Table 1 CT (cylce threshold) values obtained from AI primers (Utrecht primers) and commercial kits (Genefinder, Decov-19), where positive SARS-CoV-2 samples are marked as \((+)\), and negative samples are marked as \((-)\). E, RdRP, N, IC are the targets of Genefinder. N1, N2, N3 are the targets of Decov-19. 1, 2 are the replicates of the UtrechtU-ORF3a primers.
Figure 1
figure 1

GeneFinder COVID-19 Plus RealAmp standard viral load curve (Left). UtrechtU-ORF3a standard viral load curve (Right).

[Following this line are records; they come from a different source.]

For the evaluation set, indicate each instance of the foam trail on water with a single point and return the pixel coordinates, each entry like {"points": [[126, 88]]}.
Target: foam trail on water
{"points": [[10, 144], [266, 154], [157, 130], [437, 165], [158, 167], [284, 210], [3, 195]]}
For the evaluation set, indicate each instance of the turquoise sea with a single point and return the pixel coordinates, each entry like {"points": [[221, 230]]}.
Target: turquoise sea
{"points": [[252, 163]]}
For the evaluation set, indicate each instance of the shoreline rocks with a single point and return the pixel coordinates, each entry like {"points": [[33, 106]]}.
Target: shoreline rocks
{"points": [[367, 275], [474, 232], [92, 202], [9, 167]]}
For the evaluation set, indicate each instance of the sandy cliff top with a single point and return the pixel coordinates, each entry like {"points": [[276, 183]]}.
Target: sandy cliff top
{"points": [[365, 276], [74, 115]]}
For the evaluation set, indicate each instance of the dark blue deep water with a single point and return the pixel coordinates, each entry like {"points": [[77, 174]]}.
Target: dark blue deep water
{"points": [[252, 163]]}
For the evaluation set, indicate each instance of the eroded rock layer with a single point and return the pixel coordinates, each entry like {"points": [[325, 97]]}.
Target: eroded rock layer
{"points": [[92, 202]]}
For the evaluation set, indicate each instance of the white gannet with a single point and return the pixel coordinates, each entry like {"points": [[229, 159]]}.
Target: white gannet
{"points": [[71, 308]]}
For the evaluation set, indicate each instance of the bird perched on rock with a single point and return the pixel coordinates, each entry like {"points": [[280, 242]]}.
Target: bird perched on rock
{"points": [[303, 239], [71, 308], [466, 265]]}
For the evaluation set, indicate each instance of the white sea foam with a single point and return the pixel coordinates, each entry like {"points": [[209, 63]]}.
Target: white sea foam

Next, we compared viral loads from the 15 positive samples using GeneFinder COVID-19 PLUS RealAmp Kit and UtrechtU-ORF3a primer set (Fig. 1). For GeneFinder COVID-19 PLUS RealAmp Kit, we used E gene CT values for comparison. We observed that there are variations in log and copies/µl between methodologies. For the total of positive samples, the viral load measurement was higher using the UtrechtU-ORF3a primers. On the other hand, when interpolating the E gene CT values in the standard curve, it was observed that the result was less than 1 copy/µl in samples 3, 11, and 18 using the GeneFinder COVID-19 PLUS RealAmp Kit. This shows that UtrechtU-ORF3a primer set had a comparable or superior sensitivity compared to Genefinder, where lower viral loads are the limiting factor for accurate detection of SARS-CoV-2 infection, as seen in patient sample 11.

Experimental evaluation of B.1.1.7 primer specificity

The RT-qPCR amplification curves obtained with B.1.1.7 specific primer set B.1.1.7-1 generated using AI and generic SARS-CoV-2 primers IP2 (RdRp gene/nCoV_IP2) and IP4 (RdRp gene / nCoV_IP4), following the Pasteur Institute Protocol31 on two SARS-CoV-2 strains are shown in Fig. 2. As expected, only the B.1.1.7 strain is amplified by the B.1.1.7-1 primers, while both the Wuhan reference strain (NC_045512.2) and the B.1.1.7 strain are detected by the generic primers (Table 2).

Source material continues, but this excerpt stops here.